A milder allelic condition, Perrault syndrome, can arise from compound heterozygous combinations where residual enzymatic activity is preserved: affected individuals have sensorineural hearing loss and, in females, premature ovarian insufficiency, without the severe neonatal crisis. Whether a particular two-allele combination causes classic DBP deficiency or Perrault syndrome depends on the specific mutations involved.

TT “Homozygous” Homozygous Critical

Two copies of N457Y — complete loss of HSD17B4 enoyl-CoA hydratase function causing D-bifunctional protein deficiency

The enoyl-CoA hydratase domain of D-bifunctional protein catalyzes the hydration step in peroxisomal beta-oxidation. The N457Y substitution renders this domain structurally unstable: the full-length protein is strongly reduced in fibroblasts from N457Y homozygotes, and the processed hydratase component that normally accumulates in peroxisomes is undetectable. The result is a near-complete block in the second step of peroxisomal fatty acid chain shortening.

Clinically, homozygous N457Y was first characterized in two unrelated patients by van Grunsven et al. (PMID 10400999), with severe presentations including neonatal hypotonia, seizures, and neuronal migration defects mimicking Zellweger spectrum disease. The biochemical profile is distinctive: very long-chain fatty acids and pristanic acid are elevated, but bile acid intermediates (THCA, DHCA) are normal — because the bile acid synthesis step requires the 3-hydroxyacyl-CoA dehydrogenase activity, which is not fully abolished in the hydratase-specific type II form.
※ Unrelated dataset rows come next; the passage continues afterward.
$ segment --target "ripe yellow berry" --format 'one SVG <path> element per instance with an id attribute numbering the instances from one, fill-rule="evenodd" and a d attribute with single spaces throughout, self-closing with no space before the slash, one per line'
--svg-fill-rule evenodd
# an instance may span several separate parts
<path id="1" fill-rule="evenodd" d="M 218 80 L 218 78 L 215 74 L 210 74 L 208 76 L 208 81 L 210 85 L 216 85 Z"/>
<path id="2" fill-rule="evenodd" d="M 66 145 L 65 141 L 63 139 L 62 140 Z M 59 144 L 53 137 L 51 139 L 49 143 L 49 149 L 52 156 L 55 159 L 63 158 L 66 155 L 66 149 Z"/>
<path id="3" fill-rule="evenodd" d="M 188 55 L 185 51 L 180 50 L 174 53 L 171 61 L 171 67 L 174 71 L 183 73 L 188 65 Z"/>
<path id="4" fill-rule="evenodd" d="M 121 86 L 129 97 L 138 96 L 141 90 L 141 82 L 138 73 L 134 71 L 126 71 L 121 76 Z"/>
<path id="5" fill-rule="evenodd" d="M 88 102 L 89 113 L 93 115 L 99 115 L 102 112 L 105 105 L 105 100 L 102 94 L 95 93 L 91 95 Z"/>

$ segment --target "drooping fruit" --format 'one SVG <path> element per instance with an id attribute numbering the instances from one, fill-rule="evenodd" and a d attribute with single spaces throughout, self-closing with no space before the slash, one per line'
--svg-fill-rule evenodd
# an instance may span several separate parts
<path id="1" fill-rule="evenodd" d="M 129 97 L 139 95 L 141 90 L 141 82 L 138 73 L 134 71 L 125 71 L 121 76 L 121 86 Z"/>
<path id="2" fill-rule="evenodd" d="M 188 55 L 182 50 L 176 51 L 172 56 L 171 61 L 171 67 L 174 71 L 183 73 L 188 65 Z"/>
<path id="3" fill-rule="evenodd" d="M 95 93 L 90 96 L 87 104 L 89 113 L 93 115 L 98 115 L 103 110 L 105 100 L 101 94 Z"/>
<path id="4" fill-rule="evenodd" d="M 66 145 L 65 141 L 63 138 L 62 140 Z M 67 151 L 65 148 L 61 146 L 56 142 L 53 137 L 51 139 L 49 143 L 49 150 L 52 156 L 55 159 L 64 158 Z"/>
Among 110 DBP-deficient patients studied by Ferdinandusse et al. (PMID 16311603), N457Y was the second most common mutation (allele frequency ~11%). Survival data across patients with hydratase-domain mutations showed deaths from 1 to 26 months of age. No curative therapy exists; management is entirely supportive.

If this result appears in a clinical whole-genome or panel sequencing report for an infant with the clinical picture above, it should be verified by the reporting laboratory and interpreted in the context of VLCFA plasma levels and clinical findings. Sanger sequencing confirmation of the homozygous variant call is appropriate before final clinical decisions.